The Last Guardian by Shane Johnson, A Partial Review
Published 2000 by Waterbrook Press, 498 pages
Genre: Christian suspense, apocalyptic literature, fantasy, rated pg-13 (by me) for violence
I can see that this is a book a lot of people are going to like. A reader suggested it, so I checked it out of the library. (!)
The problem is that I can’t stand suspense. I’m not a Hitchcock fan, or anything like that. So I kept putting the book down when the suspense level got too much for me. Finally I decided not to finish it.
HOWEVER, if you are a Christian suspense lover, you may well love this book. So I am going to put it on your radar screen.
The book is based on the Biblical young earth. Before the disaster that we call the Flood, it was a warm world, like a greenhouse under a pink sky which somehow held plenty of water in suspension. Dinosaurs and mammoths lived in forests of fern fronds. People were there too. Evil was overtaking them.
There were fated to be 12 guardians of a holy object, who one after the other guard it until they are able to pass it off to the next guardian. Finally the eleventh guardian doesn’t find a successor. An unseen hand lifts the relic from his grasp before he dies at the hands of enemies.
Soon afterward, the Word of the Lord brings megadisaster on the planet, which writhes in pain, water, and mud. Most everyone and everything dies. Creatures are entombed, fossil beds laid down. (Noah we presume is somewhere on the other side of the world, saving remants.)
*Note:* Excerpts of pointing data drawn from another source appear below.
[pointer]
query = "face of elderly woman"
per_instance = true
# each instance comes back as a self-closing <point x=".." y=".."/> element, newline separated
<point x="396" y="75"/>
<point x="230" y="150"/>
Now it is close to the present day. A modern doctoral student, TG Shass, is hiking with his friend and is caught in a thunderstorm rapelling down a rock face. Somehow he disappears for three days and reappears 2000 miles away.
The ancient relic is his now, and stays with him even when he tries to leave it with some scientists to study. So he is the 12th and last guardian. Evil spirit-creatures are now stalking him.
This is where I put the book down!
Characters are well developed. The lyrical detail is woven in. Suspense is built with little foreshadowing comments. It’s masterfully written, I can see. I assume TG moves from little faith to much more faith as the book progresses.
I know the book takes TG to another world called Noron. That’s because there’s a map of Noron at the front of the book.
So, I dare you! Check it out! Don’t be a wimp like me. And tell me if you liked it!–Phyllis Wheeler
I got a comment through Facebook which I will post here:
“So, what do you think of Bryan Davis’s Dragons in Our Midst
series from AMG Publishers, and his Eye of the Oracle series?
Oh, and I really like your header on your blog site. It’s very
striking!”–SKM
I’m going to respond here: I’ll put your suggestions on my
suggestion list. Glad you like the header.